Восток и индивидуальность
Абсолютное достижение нашей цели может быть найдено только в отказе от всего…
Анализируя восточный подход к определению индивидуальности, мы сталкиваемся со множеством трудностей. Например, разъясняя тот или иной вопрос, восточный философ, как правило, не различает специально «среднестатистического» человека и человека, достигшего самых высоких ступеней духовного развития, что вряд ли оправдано и приводит к большому числу противоречий и парадоксов. Другая сложность связана с отсутствием более-менее четкого определения понятия «целостности» в восточной философии. Например, в индийской философии «целостность» (это можно проследить на примере упанишад) одновременно понимается и как нечто конечное, и как нечто бесконечное. Такое понимание целостности можно принять и как безусловно правильное, но тогда, учитывая особенности нашего понятийного аппарата, надо все-таки всякий раз уточнять, о какой именно «целостности» идет речь в данном случае.

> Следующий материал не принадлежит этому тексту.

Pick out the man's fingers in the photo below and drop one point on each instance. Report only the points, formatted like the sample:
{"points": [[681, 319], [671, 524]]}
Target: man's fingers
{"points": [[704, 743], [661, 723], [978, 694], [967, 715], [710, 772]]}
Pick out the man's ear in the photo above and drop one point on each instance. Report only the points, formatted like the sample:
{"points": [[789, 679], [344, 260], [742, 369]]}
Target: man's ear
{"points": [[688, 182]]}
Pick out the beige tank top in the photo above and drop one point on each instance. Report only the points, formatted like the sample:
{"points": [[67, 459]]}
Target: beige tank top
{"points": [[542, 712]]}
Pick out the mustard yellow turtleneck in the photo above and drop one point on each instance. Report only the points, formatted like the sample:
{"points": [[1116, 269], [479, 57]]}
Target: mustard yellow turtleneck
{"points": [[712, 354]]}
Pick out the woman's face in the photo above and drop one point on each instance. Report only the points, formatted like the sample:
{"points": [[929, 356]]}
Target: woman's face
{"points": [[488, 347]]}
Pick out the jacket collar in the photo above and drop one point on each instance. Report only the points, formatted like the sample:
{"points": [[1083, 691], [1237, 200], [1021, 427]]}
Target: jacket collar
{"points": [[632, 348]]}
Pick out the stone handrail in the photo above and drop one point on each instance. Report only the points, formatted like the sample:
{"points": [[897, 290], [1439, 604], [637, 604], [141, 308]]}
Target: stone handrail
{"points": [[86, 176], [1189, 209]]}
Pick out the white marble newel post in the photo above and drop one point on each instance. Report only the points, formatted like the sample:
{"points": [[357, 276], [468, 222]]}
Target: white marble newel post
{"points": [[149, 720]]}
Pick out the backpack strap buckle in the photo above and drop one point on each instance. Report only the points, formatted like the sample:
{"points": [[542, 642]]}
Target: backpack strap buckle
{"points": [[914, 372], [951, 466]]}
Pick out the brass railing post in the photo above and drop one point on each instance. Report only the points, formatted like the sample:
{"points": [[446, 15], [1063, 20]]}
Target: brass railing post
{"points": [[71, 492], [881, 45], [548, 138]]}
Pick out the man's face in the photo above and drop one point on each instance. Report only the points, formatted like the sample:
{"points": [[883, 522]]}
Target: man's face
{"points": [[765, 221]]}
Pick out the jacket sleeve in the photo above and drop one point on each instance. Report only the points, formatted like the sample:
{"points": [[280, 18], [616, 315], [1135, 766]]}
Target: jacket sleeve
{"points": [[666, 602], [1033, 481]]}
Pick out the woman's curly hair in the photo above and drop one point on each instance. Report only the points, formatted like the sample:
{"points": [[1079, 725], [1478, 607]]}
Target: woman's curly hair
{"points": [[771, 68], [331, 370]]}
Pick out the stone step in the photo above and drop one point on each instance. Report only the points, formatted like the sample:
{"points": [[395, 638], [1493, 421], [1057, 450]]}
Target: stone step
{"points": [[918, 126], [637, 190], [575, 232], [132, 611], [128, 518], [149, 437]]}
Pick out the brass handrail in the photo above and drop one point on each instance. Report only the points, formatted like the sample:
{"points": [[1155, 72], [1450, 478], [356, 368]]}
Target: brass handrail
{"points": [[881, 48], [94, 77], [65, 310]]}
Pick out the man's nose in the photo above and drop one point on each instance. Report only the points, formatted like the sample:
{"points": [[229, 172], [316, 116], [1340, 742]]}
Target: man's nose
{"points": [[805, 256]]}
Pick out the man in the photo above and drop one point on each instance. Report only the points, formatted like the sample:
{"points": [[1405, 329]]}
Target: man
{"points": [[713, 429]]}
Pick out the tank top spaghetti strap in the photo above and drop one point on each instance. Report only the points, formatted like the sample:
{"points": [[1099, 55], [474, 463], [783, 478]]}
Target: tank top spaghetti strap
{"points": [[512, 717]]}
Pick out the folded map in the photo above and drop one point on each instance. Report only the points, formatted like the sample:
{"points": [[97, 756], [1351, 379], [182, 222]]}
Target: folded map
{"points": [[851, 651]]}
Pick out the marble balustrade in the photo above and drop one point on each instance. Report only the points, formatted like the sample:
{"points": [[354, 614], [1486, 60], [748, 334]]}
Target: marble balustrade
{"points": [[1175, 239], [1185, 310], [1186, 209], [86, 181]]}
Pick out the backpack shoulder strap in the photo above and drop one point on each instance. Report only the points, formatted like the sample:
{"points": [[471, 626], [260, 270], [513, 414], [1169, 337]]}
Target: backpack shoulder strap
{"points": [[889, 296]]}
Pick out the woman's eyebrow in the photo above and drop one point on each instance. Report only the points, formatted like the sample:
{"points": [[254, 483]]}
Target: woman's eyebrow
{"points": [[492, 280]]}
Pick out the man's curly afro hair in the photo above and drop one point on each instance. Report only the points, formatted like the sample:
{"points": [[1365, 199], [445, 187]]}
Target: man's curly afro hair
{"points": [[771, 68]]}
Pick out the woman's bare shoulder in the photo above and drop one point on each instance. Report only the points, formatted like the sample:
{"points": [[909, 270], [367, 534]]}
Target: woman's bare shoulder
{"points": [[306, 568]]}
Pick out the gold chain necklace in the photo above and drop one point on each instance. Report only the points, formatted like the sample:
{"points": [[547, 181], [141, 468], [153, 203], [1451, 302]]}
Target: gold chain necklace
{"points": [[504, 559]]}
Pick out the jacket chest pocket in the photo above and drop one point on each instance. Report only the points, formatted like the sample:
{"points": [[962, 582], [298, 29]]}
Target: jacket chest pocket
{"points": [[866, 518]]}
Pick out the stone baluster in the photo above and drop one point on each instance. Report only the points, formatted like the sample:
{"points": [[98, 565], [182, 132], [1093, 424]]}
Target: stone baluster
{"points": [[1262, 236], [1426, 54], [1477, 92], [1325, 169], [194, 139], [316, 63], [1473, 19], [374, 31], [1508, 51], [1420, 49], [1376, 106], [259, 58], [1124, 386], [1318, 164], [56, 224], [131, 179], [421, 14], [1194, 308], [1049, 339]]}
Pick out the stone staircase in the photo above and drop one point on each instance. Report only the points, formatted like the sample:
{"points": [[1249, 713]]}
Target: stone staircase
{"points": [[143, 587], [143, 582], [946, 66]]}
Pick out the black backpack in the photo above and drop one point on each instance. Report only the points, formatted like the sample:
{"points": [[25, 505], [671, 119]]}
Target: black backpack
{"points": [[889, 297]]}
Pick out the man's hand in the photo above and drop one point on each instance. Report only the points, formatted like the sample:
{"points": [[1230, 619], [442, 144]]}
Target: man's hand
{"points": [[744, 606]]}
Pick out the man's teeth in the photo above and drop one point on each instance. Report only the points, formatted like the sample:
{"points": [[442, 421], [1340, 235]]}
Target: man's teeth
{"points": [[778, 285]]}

Гаутама Будда говорит о душе (санск. – АТМА), о теории души весьма парадоксально. Он утверждает, что до тех пор, пока мы верим в существование души, как вечно индивидуализированной, неизменяющейся и неразложимой одухотворенной сущности, нам не вырваться из непрерывного круга рождений и смерти, не достичь истинного Знания и не приблизиться к Освобождению. Иными словами, уверенность в существовании статичной индивидуализированной сущности (субстациональности) – является, согласно Будде, препятствием к Просветлению, к развитию. Будда определяет «Я» отрицательным образом, говоря – это ни то, ни другое, ни третье, но не называет его. Более того, Будда даже не говорит, есть ли «Я», или же его нет. Рассказывают такую историю: «Странствующий монах Ваччхаготта обратился к Возвышенному, говоря: “Как обостоит дело, достопочтенный Готама, есть ли эго?” Когда он сказал это, Возвышенный хранил молчание. “Значит, достопочтенный Готама, эго нет?” И по-прежнему Возвышенный молчал. Тогда странствующий монах Ваччхаготта поднялся с места и ушел прочь». Полагают, что, ответь Будда положительно на вопрос о существовании эго, он бы подтвердил мнение тех саманов и брахманов, которые верят в «постоянство», ответь он отрицательно – он бы утвердил мнение тех, кто верит в «уничтожение».